Once we arrived in Giverny, we had a five minute walk from the parking lot to Monet's home, and we wanted to find a place to grab lunch before we started our tour. After checking out the menus for a few different cafes and restaurants, we settled at this gorgeous restaurants with adjoining hotel that's been around since the days of Monet. I cannot for the life of me find this place on Google maps and forgot the name of it, but it was easy to spot during our lunch search. We enjoyed absolutely delicious gluten-free buckwheat crepes. Mine was filled with ratatouille, which was something I wanted to try while in France. I loved the Disney film and my mom used to bake her own version, so I knew I would have to try it out while in France.
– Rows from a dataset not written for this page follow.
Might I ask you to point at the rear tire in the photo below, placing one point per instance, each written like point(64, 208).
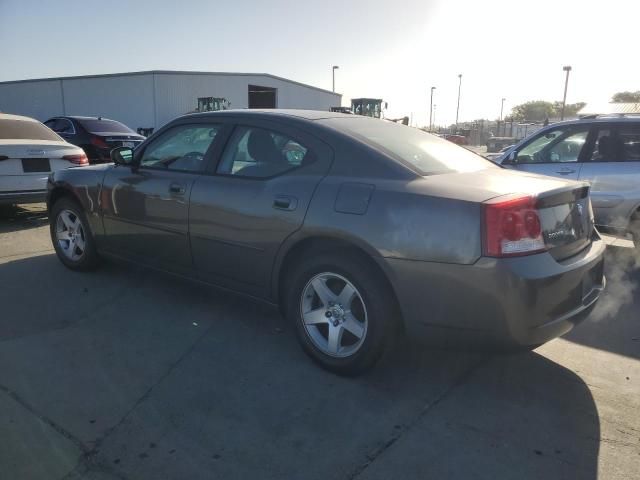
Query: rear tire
point(71, 236)
point(343, 311)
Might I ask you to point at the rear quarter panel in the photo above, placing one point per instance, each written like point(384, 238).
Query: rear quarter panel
point(399, 223)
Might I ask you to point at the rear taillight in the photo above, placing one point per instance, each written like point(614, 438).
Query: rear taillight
point(99, 142)
point(79, 159)
point(512, 227)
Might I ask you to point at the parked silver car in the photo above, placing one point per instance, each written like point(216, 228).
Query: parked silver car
point(603, 151)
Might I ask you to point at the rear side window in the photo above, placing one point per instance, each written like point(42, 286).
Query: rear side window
point(259, 153)
point(559, 145)
point(619, 143)
point(25, 130)
point(428, 154)
point(105, 126)
point(629, 143)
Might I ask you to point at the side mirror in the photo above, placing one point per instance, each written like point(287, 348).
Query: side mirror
point(122, 156)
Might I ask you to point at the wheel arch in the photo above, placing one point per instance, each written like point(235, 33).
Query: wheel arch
point(58, 192)
point(320, 243)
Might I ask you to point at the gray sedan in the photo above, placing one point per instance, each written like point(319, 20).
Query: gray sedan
point(357, 228)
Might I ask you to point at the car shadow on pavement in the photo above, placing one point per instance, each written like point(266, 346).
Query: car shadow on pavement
point(22, 217)
point(161, 378)
point(614, 325)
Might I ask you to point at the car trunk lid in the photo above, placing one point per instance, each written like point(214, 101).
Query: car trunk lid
point(563, 206)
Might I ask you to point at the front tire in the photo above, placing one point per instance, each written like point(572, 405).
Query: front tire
point(71, 236)
point(343, 311)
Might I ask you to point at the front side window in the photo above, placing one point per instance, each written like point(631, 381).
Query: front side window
point(180, 148)
point(105, 126)
point(559, 145)
point(256, 152)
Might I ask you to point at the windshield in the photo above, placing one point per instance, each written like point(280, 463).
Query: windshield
point(26, 130)
point(426, 153)
point(110, 126)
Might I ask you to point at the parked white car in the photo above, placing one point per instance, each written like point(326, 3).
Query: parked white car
point(29, 151)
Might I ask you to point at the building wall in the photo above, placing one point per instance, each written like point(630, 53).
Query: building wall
point(128, 99)
point(39, 99)
point(149, 99)
point(178, 93)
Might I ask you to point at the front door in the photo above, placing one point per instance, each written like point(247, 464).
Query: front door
point(257, 196)
point(613, 170)
point(146, 208)
point(555, 152)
Ratatoille is  Proven├žal stewed vegetable dish originating in Nice, France. Traditionally, vegetables include yellow squash, zucchini, eggplant, potato, and bell peppers in a tomato-based sauce. In my crepe, the veggies were diced to bite-size pieces and the sauce was not too heavy, thankfully not soaking my crepe (which would have weirded me out). It was perfection. 

What a charming little village Giverny is. I can see why Monet loved living here. We enjoyed strolling through the quiet streets, bedecked in autumnal blooms and lush vines climbing on stone buildings of shops and restaurants. Quaint cottages with colorful shuttered windows are hidden behind bushes and trees. 

What a more beautiful, inspiring place than Giverny for Claude Monet to create the timeless masterpieces that captured the hearts of millions!